Astrocytes and Adenosine A2A Receptors: Active Players in Alzheimer’s Disease

Astrocytes, through their numerous processes, establish a bidirectional communication with neurons that is crucial to regulate synaptic plasticity, the purported neurophysiological basis of memory. This evidence contributed to change the classic “neurocentric” view of Alzheimer’s disease (AD), being astrocytes increasingly considered a key player in this neurodegenerative disease. AD, the most common form of dementia in the elderly, is characterized by a deterioration of memory and of other cognitive functions.

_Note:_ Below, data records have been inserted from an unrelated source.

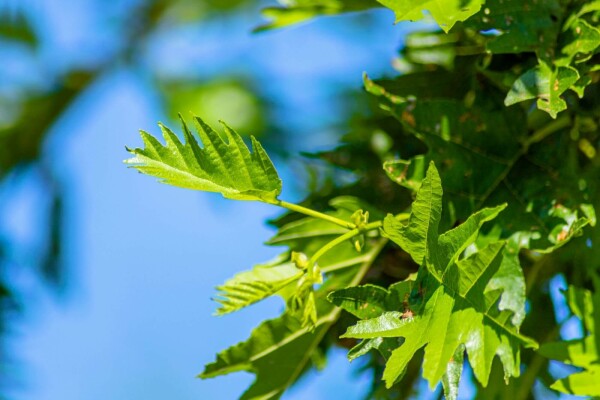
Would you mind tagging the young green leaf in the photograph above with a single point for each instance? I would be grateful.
(584, 352)
(283, 342)
(545, 84)
(453, 305)
(445, 12)
(262, 281)
(224, 167)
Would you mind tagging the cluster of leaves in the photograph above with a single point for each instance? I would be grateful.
(520, 189)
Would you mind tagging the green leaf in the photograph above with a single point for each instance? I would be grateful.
(407, 173)
(582, 38)
(453, 304)
(297, 11)
(445, 12)
(451, 379)
(262, 281)
(228, 167)
(546, 85)
(583, 353)
(521, 26)
(283, 342)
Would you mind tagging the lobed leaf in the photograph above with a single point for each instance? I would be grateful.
(451, 304)
(224, 167)
(445, 12)
(283, 342)
(545, 84)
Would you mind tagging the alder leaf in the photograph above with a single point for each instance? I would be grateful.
(584, 352)
(545, 84)
(283, 342)
(445, 12)
(451, 303)
(262, 281)
(228, 167)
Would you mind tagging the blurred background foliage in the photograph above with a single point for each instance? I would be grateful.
(160, 41)
(186, 52)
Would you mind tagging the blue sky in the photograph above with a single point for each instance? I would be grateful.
(144, 258)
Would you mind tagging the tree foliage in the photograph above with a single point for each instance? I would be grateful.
(494, 120)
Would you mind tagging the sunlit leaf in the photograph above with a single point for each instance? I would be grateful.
(451, 304)
(224, 167)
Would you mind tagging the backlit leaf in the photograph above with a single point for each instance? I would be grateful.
(226, 167)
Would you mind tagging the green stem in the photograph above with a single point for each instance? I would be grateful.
(350, 234)
(313, 213)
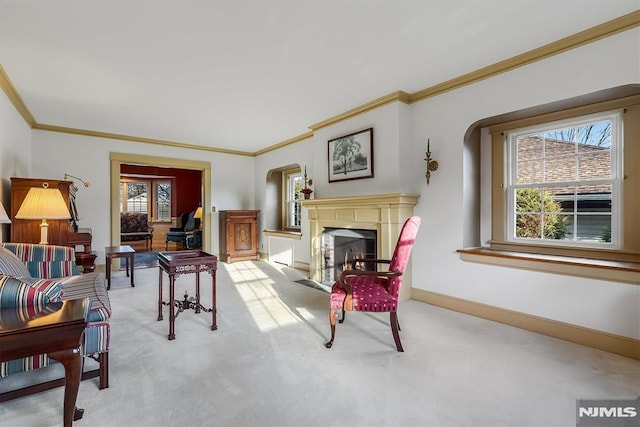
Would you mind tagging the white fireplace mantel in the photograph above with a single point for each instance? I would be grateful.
(385, 213)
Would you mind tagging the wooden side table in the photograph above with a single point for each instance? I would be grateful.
(59, 335)
(126, 252)
(182, 262)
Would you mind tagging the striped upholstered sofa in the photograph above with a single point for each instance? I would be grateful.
(32, 262)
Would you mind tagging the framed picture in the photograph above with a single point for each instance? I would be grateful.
(351, 156)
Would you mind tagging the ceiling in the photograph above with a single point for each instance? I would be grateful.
(248, 74)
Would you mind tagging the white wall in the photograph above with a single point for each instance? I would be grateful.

Although, early cognitive deficits have been associated with synaptic loss and dysfunction caused by amyloid-β peptides (Aβ), accumulating evidences support a role of astrocytes in AD. Astrocyte atrophy and reactivity occurring at early and later stages of AD, respectively, involve morphological alterations that translate into functional changes. However, the main signals responsible for astrocytic alterations in AD and their impact on synaptic function remain to be defined. One possible candidate is adenosine, which can be formed upon extracellular catabolism of ATP released by astrocytes. Adenosine can act as a homeostatic modulator and also as a neuromodulator at the synaptic level, through the activation of adenosine receptors, mainly of A1R and A2AR subtypes. These receptors are also present in astrocytes, being particularly relevant in pathological conditions, to control the morphofunctional responses of astrocytes. Here, we will focus on the role of A2AR, since they are particularly associated with neurodegeneration and also with memory processes. Furthermore, A2AR levels are increased in the AD brain, namely in astrocytes where they can control key astrocytic functions. Thus, unveiling the role of A2AR in astrocytes function might shed light on novel therapeutic strategies for AD.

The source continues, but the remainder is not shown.